I didn’t like drinking at home, so I drank in bars and lounges. This means that I always have to drive or be with a suitable driver. This was not practical thinking. Who thinks it’s practical to be an alcoholic? I wasn’t a regular patron anywhere. I was an irregular sponsor who needed to move from one organization to another. Drink alcohol in one place and get bored. This would get me in trouble with the law for drinking and driving.

Then Bobby Died in 2001, I was a lost soul. I was sick and I didn’t want to feel this sad pain. I was alone now and I hated it. No Bobby, I wanted to die. My drunkenness came out in full force again. This pig saw his shadow. And that means more than six weeks of winter. That meant two and a half years of pure hell. By some miracle, or maybe I was able to stay out of a job Bobby was my guiding angel. I believe in angels. I was a mess. My self-esteem really didn’t matter anymore. I drink alcohol one day and all four of me get very sick. This is where my progression into alcoholism took me. I used to be very sick in bed every weekend after the clamps. I don’t pick up the phone or the doorbell.

I fell off the deep end. I hit rock bottom. I was tested for DUI, and then I drank more. I stopped drinking after two and a half months. By believing God , my supreme power, I have surrendered my weakness. I woke up. I fulfilled my legal obligations and punishments and fulfilled my plan to be disciplined for the rest of my life. For once in my life, I got rid of my gorilla back. And how much of a burden it was on me. I’ve been sober ever since.

Like George Jones, I stopped drinking before he left me. but Bobby’s the memory continues. Like this song, the memory of it will kill me. praying God It won’t be the alcohol that kills me. If my life ends awake, I’d rather die awake Bobby’s put me in memory.

I want Bobby’s memory, but not necessarily kill me. That’s what it means to live in pain. Lord knows– I miss him so much. I have wonderful and happy memories. Memories really can’t kill you if you live your life in humility. A challenge is a safe harbor. If you don’t move forward in life, the memories will somehow prevent you from living.
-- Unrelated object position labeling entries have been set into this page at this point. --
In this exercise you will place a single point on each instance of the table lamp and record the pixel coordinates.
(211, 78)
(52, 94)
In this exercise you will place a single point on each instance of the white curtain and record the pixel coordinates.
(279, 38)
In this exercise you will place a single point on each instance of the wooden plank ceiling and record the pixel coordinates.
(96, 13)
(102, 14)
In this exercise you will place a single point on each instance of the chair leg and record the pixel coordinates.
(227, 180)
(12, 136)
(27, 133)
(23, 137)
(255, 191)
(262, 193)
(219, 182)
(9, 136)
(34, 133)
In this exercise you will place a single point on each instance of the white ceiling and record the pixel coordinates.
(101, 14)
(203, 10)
If someone says that life gets easier after a loved one dies, they haven’t. That is not necessarily true. Everyone grieves differently. It is human nature to comfort the grieving. So what else can be said other than “give it time and time will heal your pain”.
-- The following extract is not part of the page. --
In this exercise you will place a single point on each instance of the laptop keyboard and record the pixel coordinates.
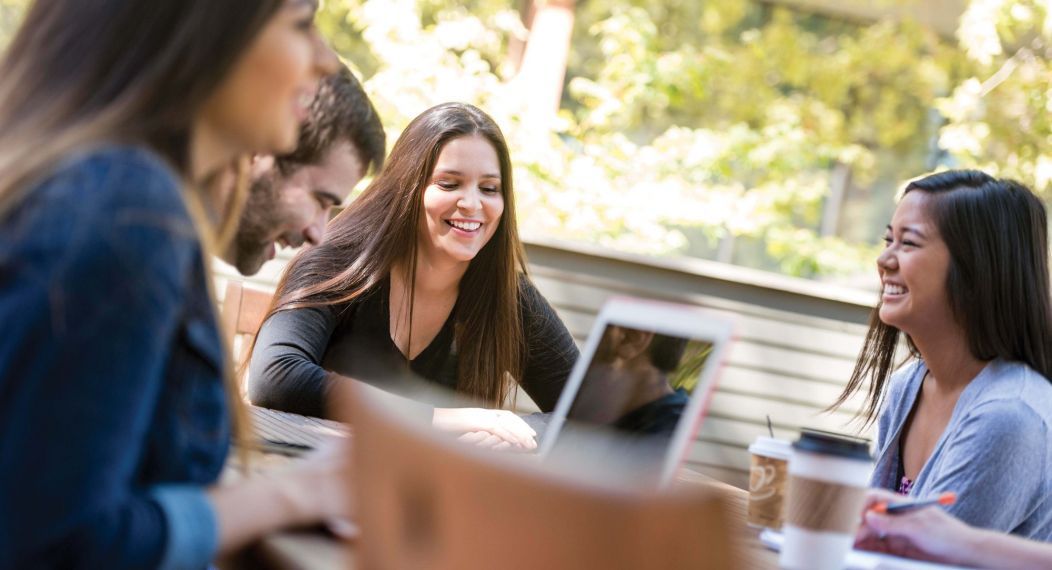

I think it’s true that I’m feeding my pain. Bobby always present in my life. Another phrase I hear used often is, “You need to move forward in life.” What if I don’t want to continue? I have a memorial garden in my front yard in memory of my wife. My computer screen Bobby’s picture there. Created a website for Bobby and to benefit cancer research. I play this kind of music Bobby liked it. I look at pictures and read the cards and letters we give each other. I surround myself Bobby’s memories Will I ever stop revisiting his memories? Maybe never. Will I ever move on? Now I don’t know. After 2 years, I tried to have a relationship with my girlfriend Bobby passed on. It didn’t work. There were many reasons why I did not have a successful relationship. I’d rather not go there.

I know it in my heart Bobby I don’t want to be seen like this. He wants to move on when he sees me happy. After my mother and aunt passed away, I remember being told many times not to make a shrine in their memory. At the time, I thought he was being cold-hearted when he said that. But he was right, I guess I was building a shrine to keep my memories alive. I don’t see anything wrong with that.

The pain of memories fades with time, if you will. The only time I feel pain is when I write my feelings into a story. This is the best treatment I have found. I guess that means I’ll be fine if I keep writing about my memories and feelings about Bobby. I think his memory will die if he doesn’t drink and kill me afterwards. I mean this in a positive way. Thank you, Georgehe sang the song.